Burnley Council's illegal puppy crackdown
Burnley Council is calling on people to be extra careful when buying puppies after a crackdown on illegal dog breeders in the town.
The redoubled efforts come after three pitbull bitches and 21 puppies (together worth thousands of pounds) have been seized in a joint operation between the council and Lancashire Police.
It has led to renewed calls to people to only buy puppies through legal and responsible sellers, with Councillor Lian Pate, the council’s executive member for community services, saying: "People often think about buying a puppy as a Christmas present; it’s a big commitment and we’d always encourage people to think hard before making a decision.
“If you do decide to buy a puppy, then it’s important you do that in a responsible and proper way that doesn’t support illegal and immoral puppy farming. The Dogs Trust and RSPCA are good places to get advice and information on what you should be looking for.”
Council dog warden, Matthew Balderson, said: “Puppy farms and illegal breeders are just in it for the money. They don’t care about the welfare of the dogs and puppies often have miserable lives.
“Pitbull-type dogs are illegal. Sadly many are bred either for fighting or are just seen as status symbols. Many are cruelly treated and can be simply abandoned when they’ve served their purpose.
“Using illegal breeders just supports this horrible system.”
Matthew worked with the police and RSPCA after information came in from the public about illegal dog breeding activities in the town. Council and police officers visited three houses and seized mothers and puppies from their owners.
“This was a multi-agency approach with the council and police in particular working closely together,” he said. “Acting on information we served warrants and seized the dogs and puppies.
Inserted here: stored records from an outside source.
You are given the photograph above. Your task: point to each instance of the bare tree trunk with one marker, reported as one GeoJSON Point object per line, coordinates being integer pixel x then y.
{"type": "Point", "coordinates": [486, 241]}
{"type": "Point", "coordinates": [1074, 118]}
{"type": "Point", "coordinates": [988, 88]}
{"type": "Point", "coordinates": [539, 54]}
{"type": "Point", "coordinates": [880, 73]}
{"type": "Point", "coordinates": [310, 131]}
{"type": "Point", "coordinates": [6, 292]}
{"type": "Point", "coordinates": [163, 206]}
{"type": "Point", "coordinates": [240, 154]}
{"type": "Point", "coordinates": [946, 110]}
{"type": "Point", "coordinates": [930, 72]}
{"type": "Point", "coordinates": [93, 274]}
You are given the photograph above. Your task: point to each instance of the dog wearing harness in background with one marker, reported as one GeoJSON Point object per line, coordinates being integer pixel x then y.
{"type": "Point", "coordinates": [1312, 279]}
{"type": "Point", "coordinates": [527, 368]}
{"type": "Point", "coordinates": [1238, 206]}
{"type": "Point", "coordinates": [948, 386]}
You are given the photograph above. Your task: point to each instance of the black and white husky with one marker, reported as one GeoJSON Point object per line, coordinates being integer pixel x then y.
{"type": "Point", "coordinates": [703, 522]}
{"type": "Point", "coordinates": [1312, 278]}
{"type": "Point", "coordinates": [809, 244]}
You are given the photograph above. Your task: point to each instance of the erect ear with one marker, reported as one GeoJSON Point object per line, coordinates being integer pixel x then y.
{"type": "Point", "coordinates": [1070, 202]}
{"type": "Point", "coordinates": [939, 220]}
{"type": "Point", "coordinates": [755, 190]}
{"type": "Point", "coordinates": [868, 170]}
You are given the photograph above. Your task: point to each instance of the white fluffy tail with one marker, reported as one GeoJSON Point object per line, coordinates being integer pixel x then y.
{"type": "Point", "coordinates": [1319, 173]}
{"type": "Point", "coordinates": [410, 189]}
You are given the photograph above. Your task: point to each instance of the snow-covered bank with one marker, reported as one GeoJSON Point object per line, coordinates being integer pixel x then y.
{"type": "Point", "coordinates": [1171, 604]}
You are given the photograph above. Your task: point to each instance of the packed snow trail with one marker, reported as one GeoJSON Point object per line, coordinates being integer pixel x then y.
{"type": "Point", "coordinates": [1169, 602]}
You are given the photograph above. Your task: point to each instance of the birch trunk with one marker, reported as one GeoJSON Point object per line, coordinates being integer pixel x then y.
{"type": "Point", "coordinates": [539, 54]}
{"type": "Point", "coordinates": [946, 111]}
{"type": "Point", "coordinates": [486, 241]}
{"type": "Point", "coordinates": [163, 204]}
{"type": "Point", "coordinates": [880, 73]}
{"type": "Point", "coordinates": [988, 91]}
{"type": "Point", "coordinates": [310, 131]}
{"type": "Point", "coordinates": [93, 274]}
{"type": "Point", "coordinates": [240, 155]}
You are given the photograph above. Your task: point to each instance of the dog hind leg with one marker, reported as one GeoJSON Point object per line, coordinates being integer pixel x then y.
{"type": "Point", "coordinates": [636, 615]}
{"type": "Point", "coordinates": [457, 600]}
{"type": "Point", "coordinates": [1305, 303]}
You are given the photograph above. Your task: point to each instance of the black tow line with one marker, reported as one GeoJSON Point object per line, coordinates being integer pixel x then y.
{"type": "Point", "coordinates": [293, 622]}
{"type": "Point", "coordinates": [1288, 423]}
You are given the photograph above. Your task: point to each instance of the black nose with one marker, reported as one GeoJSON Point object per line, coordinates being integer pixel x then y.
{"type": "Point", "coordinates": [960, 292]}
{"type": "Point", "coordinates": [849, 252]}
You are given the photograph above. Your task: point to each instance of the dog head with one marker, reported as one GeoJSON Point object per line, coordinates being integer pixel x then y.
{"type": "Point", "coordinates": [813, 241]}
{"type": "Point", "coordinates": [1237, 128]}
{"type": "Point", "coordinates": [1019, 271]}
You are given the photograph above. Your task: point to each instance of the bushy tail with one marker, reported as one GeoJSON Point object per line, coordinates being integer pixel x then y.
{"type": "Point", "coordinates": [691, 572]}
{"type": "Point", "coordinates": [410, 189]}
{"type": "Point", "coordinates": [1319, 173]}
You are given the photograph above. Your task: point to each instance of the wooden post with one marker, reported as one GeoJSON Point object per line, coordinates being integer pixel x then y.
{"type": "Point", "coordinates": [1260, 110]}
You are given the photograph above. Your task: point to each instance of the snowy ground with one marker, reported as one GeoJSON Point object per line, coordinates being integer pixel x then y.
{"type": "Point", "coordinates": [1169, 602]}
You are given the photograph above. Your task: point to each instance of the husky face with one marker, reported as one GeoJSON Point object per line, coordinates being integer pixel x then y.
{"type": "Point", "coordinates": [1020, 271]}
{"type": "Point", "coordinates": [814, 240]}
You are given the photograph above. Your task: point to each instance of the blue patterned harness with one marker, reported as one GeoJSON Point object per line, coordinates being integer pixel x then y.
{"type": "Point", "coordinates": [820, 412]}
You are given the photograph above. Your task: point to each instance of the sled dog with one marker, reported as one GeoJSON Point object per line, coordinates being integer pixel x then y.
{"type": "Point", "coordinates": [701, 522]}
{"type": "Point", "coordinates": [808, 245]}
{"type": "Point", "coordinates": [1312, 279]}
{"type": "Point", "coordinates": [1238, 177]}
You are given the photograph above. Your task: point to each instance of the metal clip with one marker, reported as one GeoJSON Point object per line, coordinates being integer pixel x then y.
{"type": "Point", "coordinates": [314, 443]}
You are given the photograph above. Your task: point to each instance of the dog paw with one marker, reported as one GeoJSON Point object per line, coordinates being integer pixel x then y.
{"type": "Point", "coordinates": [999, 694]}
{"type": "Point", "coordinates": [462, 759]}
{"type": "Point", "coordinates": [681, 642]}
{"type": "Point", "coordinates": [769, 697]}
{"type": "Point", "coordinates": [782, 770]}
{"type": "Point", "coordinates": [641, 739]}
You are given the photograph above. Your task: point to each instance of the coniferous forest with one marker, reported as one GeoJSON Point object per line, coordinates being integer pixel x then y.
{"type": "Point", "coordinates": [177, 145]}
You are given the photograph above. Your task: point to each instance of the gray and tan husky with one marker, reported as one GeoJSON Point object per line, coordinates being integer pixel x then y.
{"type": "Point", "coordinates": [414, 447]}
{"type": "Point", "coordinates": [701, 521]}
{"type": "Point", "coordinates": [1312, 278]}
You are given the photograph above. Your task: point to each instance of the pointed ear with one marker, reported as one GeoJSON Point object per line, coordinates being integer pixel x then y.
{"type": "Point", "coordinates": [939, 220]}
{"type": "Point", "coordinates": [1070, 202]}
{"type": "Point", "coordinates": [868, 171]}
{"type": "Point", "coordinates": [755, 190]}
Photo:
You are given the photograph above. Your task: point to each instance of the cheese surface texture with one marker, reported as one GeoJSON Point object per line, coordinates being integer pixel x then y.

Puppies can sell for hundreds of pounds so this hit the illegal breeders in their pockets and took a number of illegal dogs off the streets.”
The Dogs Trust provides advice on how to buy a puppy and be a responsible owner. This includes:
- Think about what you’re getting into: a puppy is a big commitment and grows into a dog that will be with you for many years
- There are a wide range of ways of getting a new dog – there are thousands of unwanted and abandoned dogs at rescue centres in need of a home
- If you choose to buy from a breeder make sure you see the puppy interacting with the rest of the litter and its mother. A puppy isn’t ready to leave its mother until at least eight weeks old. Visit the breeder at least twice before taking the puppy away. Puppies should have had regular human contact. Check they look healthy and don’t have any obvious signs of illness.